Es cierto que seguí a Tomás con una loca voluntad, que lloré días y días por su muerte, que busqué al joven contra el que chocó para indagar acerca del accidente en el que perdió la vida, pero de ninguna manera puedo decir que amé a Tomás. Solo fue la inercia de aquella noche helada en la carretera que me arrebató el amor por mi esposo y toda mi sustancia interior y que aún hoy me sigue atormentando, lo que me motivó a buscar a otra persona, lo que me arrojó a esta desazón que ahora me persigue.
Escucho los pasos de Martín al subir por las escaleras, tengo miedo de que entre a la habitación, ya no sé cómo comportarme con mi marido. Me siento incómoda a su lado, ya no quiero seguir fingiendo sentimientos, solo quiero dormir. Solo quiero arrojarme de cabeza al Orinoco.

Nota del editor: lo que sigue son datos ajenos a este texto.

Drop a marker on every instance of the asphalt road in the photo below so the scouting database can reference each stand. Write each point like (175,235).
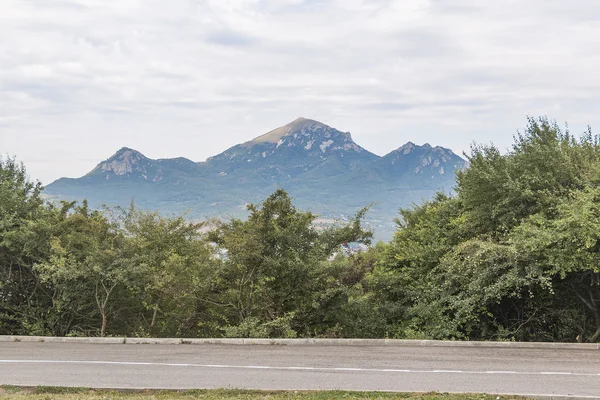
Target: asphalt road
(444,369)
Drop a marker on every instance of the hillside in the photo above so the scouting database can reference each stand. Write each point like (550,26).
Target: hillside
(320,166)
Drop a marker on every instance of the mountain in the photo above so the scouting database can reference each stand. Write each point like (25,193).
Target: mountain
(322,168)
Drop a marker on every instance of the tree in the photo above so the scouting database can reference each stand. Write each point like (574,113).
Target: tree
(177,267)
(271,263)
(24,227)
(89,267)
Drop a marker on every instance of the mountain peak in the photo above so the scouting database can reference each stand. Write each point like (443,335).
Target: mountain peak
(296,125)
(123,162)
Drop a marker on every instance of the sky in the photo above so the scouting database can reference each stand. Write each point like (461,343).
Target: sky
(80,79)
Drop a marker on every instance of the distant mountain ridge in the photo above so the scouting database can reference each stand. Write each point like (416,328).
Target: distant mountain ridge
(322,168)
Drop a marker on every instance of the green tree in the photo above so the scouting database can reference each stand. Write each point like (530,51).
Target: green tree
(24,227)
(271,263)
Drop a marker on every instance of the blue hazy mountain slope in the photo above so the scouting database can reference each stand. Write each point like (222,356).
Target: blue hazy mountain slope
(322,168)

Vargas entra al cuarto, cierra la cortina y enciende la luz.
—Por favor, Martín, apaga la luz —le digo, él me hace caso enseguida, escucho cómo se quita los zapatos y se acuesta a mi lado, procura no tener contacto con mi cuerpo, aun sin mirarlo sé cuál es su semblante, puedo sentir su abatimiento.
—Martín —digo motivada por la lástima, por la necesidad de arreglar algo que está echado a perder desde hace años—, me gustaría escuchar música, ¿puedes poner uno de tus discos?
Lo tomo del brazo y sujeto su mano con ternura, miro su rostro y puedo distinguir el alivio que tiene al sentir mis insinuaciones de cariño.
Él se levanta, trae el equipo de sonido y coloca un disco de Benny Goodman, se sienta a mi lado y me acaricia el cabello, yo lo abrazo fuertemente y al instante empiezo a llorar, las lágrimas por fin fluyen, caen con estrépito, no paran, dan origen a la inundación.
Martín no dice nada, solo me sujeta con firmeza y pasa sus dedos largos y delgados por las hebras de mi cabello, suelta los broches de mi peinado y deja que mi cabellera quede extendida cuan larga es. Yo sonrío, le acaricio el rostro, siento su barba, sus labios resecos, la temperatura de su piel, y no puedo contener todas las emociones que me embargan, tengo tantas cosas que quiero que Martín me perdone, tantas cosas que perdonarle.
Agarro un pañuelo y me seco las mejillas, él con el dorso de su mano ayuda a quitar las lágrimas de mis ojos. Vargas también llora, muy poco, son unas pequeñas lágrimas que se escapan por las orillas de sus ojos. Benny Goodman sigue su camino, la senda de una música que acaricia nuestras pieles, que no tardan en erizarse.
Empiezo a besar la mano de Vargas mientras le quito sus anteojos, mis lágrimas siguen cayendo, un flujo incontenible, desabrocho la camisa de mi marido, él se despoja de sus pantalones, yo no dejo de besarlo, en todos los lugares donde encuentro piel desprotegida.
Martín queda desnudo y yo empiezo a desnudarme también, me quito el abrigo y siento el frío que se agarra a mis huesos.